3. Even though most of us believe in the two-state solution as the optimal settlement of the 100-year-old conflict, we cannot put all our (liberal) eggs in this basket. If for some reason there will never be two states here, or not in the foreseeable future, there will still be plenty of work for us liberals to do in the areas of human rights, cultural and religious pluralism and protecting democracy. This will be true in any political scenario.
4. If Diaspora Liberal Zionists stay out of the game, they will leave the stage solely in the hands of the centrists and the right-wingers of the Jewish community. This will be bad for Israel and bad for the Jewish people. Judaism has thrived and survived through accommodation and integration. We need to be connected to liberal democracies and Jews everywhere, and we can amplify your voice here.
5. If liberal Jews around the world will work together with their Israeli counterparts, our cause will actually become a significant political voice within the global Jewish political arena and it will also contribute to the strengthening of Jewish peoplehood.

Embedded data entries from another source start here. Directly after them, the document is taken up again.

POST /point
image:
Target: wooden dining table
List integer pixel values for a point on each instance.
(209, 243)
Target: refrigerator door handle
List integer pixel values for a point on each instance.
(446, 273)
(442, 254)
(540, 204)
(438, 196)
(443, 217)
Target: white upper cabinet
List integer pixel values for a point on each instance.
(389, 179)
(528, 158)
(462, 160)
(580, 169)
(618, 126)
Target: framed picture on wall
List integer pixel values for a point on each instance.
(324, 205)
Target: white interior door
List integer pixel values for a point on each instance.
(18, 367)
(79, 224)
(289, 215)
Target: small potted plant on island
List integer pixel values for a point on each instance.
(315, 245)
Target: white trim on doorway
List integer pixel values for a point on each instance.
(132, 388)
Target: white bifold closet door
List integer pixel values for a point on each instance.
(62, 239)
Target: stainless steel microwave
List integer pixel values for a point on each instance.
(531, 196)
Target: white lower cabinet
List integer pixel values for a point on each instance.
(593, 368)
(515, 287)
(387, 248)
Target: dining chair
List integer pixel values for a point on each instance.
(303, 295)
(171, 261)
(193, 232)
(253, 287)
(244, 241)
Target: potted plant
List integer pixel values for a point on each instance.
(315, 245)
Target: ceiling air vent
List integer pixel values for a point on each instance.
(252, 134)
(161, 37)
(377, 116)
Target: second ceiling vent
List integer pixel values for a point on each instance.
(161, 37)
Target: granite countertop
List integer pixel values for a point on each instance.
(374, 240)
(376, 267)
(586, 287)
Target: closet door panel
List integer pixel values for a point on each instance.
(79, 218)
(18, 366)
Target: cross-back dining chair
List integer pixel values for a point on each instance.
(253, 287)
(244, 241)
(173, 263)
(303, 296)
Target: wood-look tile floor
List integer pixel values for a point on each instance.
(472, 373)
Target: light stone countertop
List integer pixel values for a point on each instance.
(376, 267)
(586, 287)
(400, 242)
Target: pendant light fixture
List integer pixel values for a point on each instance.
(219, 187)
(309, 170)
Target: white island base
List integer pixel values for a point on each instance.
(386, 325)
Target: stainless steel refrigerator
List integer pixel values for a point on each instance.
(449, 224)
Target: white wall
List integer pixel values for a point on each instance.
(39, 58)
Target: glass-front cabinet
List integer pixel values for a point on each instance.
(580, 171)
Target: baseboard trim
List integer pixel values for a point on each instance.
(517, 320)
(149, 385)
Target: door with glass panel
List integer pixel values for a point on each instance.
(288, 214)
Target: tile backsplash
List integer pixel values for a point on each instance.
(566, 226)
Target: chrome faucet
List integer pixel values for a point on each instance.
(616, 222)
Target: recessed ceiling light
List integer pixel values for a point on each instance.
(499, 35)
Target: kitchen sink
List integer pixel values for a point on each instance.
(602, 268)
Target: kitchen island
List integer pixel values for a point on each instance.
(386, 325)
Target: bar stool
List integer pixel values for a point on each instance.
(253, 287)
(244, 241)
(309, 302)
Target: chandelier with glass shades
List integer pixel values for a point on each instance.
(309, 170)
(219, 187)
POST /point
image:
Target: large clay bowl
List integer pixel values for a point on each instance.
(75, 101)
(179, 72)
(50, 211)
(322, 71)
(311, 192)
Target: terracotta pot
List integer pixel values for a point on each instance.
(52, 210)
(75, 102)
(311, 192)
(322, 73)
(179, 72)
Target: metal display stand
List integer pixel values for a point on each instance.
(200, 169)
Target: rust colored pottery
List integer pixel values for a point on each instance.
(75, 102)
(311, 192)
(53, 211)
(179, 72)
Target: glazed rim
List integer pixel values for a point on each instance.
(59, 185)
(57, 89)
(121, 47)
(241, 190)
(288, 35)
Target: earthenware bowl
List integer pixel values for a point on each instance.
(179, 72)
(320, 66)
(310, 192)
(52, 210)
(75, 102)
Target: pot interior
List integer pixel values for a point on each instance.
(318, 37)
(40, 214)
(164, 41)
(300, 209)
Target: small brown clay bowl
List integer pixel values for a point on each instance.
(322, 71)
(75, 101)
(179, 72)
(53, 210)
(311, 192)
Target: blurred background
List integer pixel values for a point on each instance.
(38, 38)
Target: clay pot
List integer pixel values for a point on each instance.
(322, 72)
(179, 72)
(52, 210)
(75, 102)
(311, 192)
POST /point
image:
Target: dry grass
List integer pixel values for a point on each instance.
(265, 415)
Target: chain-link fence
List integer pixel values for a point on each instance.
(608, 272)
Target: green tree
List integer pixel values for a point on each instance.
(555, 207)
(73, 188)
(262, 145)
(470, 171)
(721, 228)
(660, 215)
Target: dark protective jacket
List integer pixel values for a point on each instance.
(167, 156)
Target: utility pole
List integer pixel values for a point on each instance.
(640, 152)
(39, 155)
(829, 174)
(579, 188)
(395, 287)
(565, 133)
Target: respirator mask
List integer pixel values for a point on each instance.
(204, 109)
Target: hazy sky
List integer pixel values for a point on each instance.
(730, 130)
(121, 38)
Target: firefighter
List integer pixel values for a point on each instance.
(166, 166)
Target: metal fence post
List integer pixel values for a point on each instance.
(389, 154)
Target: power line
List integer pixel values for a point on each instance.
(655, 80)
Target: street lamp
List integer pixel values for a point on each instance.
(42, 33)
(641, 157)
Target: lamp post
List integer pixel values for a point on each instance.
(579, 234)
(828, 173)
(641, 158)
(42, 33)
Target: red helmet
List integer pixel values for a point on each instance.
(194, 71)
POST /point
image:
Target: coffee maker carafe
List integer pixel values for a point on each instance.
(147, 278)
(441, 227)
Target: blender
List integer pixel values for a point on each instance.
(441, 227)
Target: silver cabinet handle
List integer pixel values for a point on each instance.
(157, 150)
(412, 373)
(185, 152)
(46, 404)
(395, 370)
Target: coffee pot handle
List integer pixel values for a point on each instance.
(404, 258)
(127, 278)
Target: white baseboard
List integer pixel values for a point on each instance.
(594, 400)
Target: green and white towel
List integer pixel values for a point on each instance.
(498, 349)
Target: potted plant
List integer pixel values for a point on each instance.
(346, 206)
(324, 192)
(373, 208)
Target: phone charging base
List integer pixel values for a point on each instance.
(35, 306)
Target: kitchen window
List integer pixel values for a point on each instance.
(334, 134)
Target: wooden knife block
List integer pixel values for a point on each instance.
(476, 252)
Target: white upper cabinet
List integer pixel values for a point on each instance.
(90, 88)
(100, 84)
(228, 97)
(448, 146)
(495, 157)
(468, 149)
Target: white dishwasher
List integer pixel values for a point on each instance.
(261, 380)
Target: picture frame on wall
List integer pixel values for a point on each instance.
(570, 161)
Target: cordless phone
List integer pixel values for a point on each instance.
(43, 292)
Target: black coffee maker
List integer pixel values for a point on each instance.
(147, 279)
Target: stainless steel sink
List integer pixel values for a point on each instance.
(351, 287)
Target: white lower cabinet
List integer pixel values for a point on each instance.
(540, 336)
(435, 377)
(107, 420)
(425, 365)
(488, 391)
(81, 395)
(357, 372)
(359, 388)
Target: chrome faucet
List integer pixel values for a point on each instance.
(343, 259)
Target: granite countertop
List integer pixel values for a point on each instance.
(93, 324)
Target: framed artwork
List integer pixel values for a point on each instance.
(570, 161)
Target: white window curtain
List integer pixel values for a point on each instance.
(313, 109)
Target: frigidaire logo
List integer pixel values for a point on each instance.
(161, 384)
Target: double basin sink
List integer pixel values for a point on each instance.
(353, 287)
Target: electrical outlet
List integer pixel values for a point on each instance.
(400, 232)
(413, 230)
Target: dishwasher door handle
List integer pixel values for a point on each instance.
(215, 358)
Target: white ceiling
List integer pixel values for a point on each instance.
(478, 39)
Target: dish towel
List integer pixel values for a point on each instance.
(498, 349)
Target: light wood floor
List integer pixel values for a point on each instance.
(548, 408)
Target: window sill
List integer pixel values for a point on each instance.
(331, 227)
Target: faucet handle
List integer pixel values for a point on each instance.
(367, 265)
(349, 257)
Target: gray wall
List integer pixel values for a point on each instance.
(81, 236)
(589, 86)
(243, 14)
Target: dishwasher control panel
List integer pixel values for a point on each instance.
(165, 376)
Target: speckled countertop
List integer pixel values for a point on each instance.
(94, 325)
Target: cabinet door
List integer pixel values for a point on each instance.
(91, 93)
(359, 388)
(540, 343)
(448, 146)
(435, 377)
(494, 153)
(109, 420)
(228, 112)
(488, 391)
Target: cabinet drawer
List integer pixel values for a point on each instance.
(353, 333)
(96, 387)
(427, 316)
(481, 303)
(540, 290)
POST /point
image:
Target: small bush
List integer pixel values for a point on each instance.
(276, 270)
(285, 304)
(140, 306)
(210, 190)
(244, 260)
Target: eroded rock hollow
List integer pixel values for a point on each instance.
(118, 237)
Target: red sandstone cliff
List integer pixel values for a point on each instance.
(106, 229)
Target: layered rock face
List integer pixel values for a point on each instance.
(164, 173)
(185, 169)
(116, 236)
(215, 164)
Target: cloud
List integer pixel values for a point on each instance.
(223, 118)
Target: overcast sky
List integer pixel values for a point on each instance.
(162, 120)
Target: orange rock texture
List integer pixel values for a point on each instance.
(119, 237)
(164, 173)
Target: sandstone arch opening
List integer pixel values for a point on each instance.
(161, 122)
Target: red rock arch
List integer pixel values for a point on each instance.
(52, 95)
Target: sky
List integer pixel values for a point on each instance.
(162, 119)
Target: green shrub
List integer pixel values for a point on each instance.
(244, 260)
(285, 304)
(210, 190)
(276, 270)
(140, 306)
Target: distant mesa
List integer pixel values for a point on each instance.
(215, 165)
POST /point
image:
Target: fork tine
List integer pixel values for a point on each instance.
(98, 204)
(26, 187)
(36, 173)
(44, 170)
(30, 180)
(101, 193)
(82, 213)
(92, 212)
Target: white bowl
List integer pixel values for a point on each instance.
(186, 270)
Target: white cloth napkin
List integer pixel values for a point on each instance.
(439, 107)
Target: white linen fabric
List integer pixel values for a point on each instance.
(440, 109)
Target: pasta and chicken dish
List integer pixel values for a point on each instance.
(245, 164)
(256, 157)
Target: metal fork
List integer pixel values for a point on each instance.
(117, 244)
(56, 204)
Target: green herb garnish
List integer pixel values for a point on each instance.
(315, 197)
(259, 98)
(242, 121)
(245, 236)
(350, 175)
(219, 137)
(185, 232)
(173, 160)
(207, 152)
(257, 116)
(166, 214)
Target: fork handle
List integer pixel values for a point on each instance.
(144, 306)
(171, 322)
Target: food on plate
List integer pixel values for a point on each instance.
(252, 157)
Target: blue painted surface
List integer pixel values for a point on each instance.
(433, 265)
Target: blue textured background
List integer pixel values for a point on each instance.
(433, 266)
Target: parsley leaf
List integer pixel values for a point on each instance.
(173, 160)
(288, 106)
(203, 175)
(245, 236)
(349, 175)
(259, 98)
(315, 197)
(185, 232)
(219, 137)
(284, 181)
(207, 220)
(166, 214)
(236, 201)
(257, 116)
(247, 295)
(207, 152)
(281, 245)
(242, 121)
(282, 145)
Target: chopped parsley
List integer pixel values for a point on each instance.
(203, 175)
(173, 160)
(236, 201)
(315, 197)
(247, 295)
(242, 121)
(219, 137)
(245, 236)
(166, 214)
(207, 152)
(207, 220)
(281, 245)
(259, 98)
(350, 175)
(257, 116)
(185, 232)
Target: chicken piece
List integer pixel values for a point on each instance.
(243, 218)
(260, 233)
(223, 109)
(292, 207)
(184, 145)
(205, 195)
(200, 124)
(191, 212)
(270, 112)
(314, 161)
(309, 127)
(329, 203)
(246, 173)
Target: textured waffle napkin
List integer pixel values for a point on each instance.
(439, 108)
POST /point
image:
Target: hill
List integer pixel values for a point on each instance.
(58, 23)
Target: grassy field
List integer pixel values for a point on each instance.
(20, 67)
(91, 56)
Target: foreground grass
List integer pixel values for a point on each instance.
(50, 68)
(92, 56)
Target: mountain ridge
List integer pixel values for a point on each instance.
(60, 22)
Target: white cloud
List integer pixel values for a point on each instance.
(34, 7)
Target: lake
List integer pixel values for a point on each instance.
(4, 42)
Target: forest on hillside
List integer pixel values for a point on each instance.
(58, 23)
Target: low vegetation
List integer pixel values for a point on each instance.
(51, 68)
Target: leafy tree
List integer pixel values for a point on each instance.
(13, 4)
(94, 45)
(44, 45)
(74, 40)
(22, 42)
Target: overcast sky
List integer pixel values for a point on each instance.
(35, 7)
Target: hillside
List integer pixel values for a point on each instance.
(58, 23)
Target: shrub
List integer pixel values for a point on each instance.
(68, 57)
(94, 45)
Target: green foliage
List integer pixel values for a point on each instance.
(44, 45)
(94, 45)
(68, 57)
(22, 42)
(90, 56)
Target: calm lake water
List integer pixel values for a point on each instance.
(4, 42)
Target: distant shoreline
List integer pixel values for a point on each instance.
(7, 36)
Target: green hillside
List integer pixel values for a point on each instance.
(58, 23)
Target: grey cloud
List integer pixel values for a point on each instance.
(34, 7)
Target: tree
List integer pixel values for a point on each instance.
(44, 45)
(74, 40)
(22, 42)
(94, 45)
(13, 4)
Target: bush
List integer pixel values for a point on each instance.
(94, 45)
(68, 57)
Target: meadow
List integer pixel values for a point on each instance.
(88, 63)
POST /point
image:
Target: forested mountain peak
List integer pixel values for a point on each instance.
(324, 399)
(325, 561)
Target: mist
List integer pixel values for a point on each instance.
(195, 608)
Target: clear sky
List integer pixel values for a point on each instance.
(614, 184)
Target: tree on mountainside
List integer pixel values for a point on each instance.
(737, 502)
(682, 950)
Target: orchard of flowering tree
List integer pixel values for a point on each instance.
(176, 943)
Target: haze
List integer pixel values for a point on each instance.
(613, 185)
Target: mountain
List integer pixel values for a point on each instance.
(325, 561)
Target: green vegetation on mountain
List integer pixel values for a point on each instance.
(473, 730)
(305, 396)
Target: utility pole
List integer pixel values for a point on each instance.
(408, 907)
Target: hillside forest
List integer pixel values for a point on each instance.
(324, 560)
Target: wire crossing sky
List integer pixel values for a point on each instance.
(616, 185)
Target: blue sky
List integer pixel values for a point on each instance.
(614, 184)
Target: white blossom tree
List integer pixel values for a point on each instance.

Israel is still a “work in progress.” If not the promised land, we need to be a “promising” land. Many of Israel’s social and institutional norms are still in formation. We have seen over the years how in many areas, Israeli society has become far more liberal and inclusive, participating in the global economy, open to criticism, embracing religious pluralism and diversity. These cultural developments were born from the relentless grassroots work of liberal Israelis who have been in the trenches for decades together with the support of their Diaspora counterparts. True, most of the progress has been made in civil areas, while the political-regional issues are still governed by fear and aggression and locked in coalition agreements that make real change hard to achieve.
So now, dear friends, it’s time to roll up your sleeves and, together with us, fight for the future of Israel as a peace-loving nation stemming out of the words of our declaration of independence that calls for the creation of a state based on the values of justice, peace and liberty as envisaged by the prophets of Israel.
Elan Ezrachi is a Jerusalem-based consultant to international Jewish organizations. Naamah Kelman is a rabbi and the dean of Hebrew Union College-Jewish Institute of Religion.